The research, published Thursday in the journal Science, found the bears are not capable of slowing their metabolism by going into “waking hibernation” when food is scarce.
That contradicts a long-standing hypothesis that polar bears could adapt to shrinking sea ice by conserving energy if they couldn’t hunt.
“Bears cannot use a hibernation-like metabolism to meaningfully prolong their summer period of fasting and reliance on energy stores,” the study says.
“Our findings suggest that bears are unlikely to avoid deleterious declines in body condition, and ultimately survival, that are expected with continued ice loss and lengthening of the ice-melt period.”
Researchers tracked polar bears in the Beaufort Sea north of Alaska for two years.
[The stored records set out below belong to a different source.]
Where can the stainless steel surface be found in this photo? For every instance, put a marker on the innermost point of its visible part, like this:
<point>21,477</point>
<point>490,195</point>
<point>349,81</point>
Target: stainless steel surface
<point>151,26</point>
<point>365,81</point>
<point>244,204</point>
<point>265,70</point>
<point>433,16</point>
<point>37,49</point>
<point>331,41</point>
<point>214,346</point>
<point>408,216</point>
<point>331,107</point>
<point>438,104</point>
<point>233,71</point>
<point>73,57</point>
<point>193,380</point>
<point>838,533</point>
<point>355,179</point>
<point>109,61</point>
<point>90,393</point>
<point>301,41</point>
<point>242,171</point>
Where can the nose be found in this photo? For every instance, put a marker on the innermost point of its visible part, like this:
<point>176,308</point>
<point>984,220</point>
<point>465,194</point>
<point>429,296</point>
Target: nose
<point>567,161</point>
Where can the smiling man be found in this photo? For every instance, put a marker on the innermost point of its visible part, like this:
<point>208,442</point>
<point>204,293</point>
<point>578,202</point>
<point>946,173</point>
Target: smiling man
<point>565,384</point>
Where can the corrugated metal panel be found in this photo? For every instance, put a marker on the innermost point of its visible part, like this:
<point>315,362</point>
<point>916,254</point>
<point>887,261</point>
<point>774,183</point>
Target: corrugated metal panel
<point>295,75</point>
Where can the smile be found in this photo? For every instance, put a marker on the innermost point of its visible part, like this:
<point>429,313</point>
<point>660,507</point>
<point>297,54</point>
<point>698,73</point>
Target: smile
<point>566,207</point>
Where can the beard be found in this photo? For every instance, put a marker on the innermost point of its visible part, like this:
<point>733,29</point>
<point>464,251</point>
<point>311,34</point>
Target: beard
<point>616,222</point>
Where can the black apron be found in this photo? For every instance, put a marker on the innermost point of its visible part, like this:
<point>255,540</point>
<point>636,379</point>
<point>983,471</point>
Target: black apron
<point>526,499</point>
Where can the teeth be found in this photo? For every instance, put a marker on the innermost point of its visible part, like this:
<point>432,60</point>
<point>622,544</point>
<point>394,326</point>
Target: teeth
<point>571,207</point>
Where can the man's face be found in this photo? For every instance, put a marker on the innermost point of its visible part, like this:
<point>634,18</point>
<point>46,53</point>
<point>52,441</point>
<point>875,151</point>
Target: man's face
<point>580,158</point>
They measured their body temperature and observed their activity.
The hefty mammals depend on winter hunting to build up enough fat to carry them through the lean summer months on land. But Arctic waters now don’t often freeze up until early December and thaw much earlier in the spring. That leaves polar bears with less time to bulk up on fatty seal meat.
Polar bears can lose at least one kilogram of fat a day when they aren’t on the ice. Given they can be off the ice for up to 150 days, the hefty bears can lose well over 100 kilograms, leaving some emaciated by the winter freeze-up.
“Polar bears are indeed threatened by loss of sea ice,” said Steven Amstrup, chief scientist at Polar Bears International and co-author of the paper. “They have no greater ability to survive a period of food deprivation in summer than other mammals do.”
The study did find that polar bears are much more efficient swimmers than previously thought.
When bears swim in frigid water, they cool their outermost core tissue, which creates an insulating shell that prevents hypothermia and protects internal organs, the study suggests.
“It’s not been observed in very many species, so it’s a really interesting scientific discovery,” Amstrup said. “It appears to be a great adaptation, but it doesn’t mean that polar bears can swim forever.”
Canada is home to about two-thirds of the world’s polar bears, but experts say climate change could make the western Hudson Bay population extinct within a few decades.
Andrew Derocher, one of the country’s leading polar bear experts based at the University of Alberta, said when he first began researching the mammals in the 1980s, summer sea ice was within view of the shore.
Now, he said, the ice is between 600 kilometres and 800 kilometres from shore — an incredible distance to swim. This most recent study gives researchers a better sense of the polar bear’s limits, he said.
“It would only take one or two really bad years in the Hudson Bay system to really tip those bears over the edge.”
Brandon Laforest, senior specialist of Arctic species and ecosystems with the World Wildlife Fund, said the study underlines that the “No. 1 threat to polar bears” is climate change.
“Action can still be taken,” he said from Iqaluit, Nunavut. “The effects of climate change on polar bears can be lessened by a concerted effort to reduce emissions.”